Le 19 septembre 2006, l'armée a donc profité de l'absence du premier ministre pour le renverser. Thaksin Shinawatra est en exil depuis ce coup d'État, et son parti est resté largement à l'écart du pouvoir, même s'il demeure très populaire et a remporté près de la moitié des sièges aux élections de 2007.

Les chemises rouges, qui représentent la majorité rurale de la population thaïlandaise, jugent que le gouvernement actuel est illégitime et réclament de nouvelles élections. Malgré ce que leur nom pourrait suggérer, les chemises rouges ne sont ni des idéologues ni des extrémistes d'allégeance maoïste du type de ceux que l'on trouve au Népal.

Leur rouge ne fait référence ni au petit livre du camarade Mao, ni au drapeau soviétique. Ce ne sont pas non plus des terroristes, même si le mouvement s'est armé et qu'il comporte aujourd'hui des factions plus intransigeantes, insiste Eric Kuhonta.

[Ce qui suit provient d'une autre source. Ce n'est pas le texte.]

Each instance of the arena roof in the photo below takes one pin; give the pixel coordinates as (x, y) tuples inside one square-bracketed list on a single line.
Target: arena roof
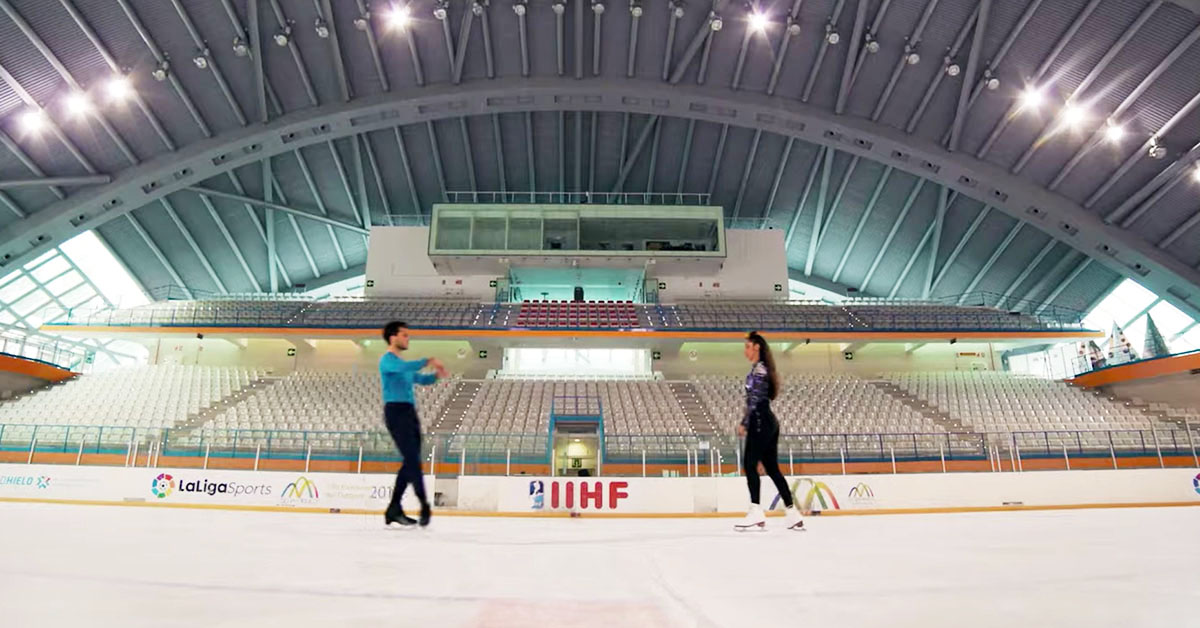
[(1042, 149)]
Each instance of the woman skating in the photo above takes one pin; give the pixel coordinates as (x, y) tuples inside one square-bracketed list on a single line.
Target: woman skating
[(761, 431)]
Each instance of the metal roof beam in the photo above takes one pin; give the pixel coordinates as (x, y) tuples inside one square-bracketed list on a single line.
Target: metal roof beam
[(161, 60), (873, 31), (651, 123), (960, 113), (991, 261), (958, 247), (779, 177), (1036, 79), (298, 59), (717, 159), (1025, 274), (229, 240), (837, 198), (277, 207), (335, 48), (295, 228), (24, 239), (94, 179), (745, 173), (911, 45), (936, 82), (862, 221), (1055, 125), (912, 259), (815, 71), (117, 69), (198, 41), (1146, 82), (817, 162), (1062, 285), (687, 156), (852, 52), (372, 45), (45, 51), (191, 243), (895, 227), (937, 225)]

En fait, la crise qui sévit à Bangkok a pour toile de fond la fracture profonde qui divise une société marquée par des inégalités plus tranchées que dans les autres pays de la région. Et elle ne tombe surtout pas du ciel: cela fait plusieurs années que la majorité rurale se sent exclue de l'enrichissement du pays et que les élites urbaines manifestent un mépris souverain à l'égard des «ploucs» de la campagne.

Thaksin Shinawatra a été le premier politicien à se préoccuper de leur sort. Ses réformes étaient sans doute calculées et opportunistes, mais ceux qui en ont bénéficié veulent qu'elles continuent.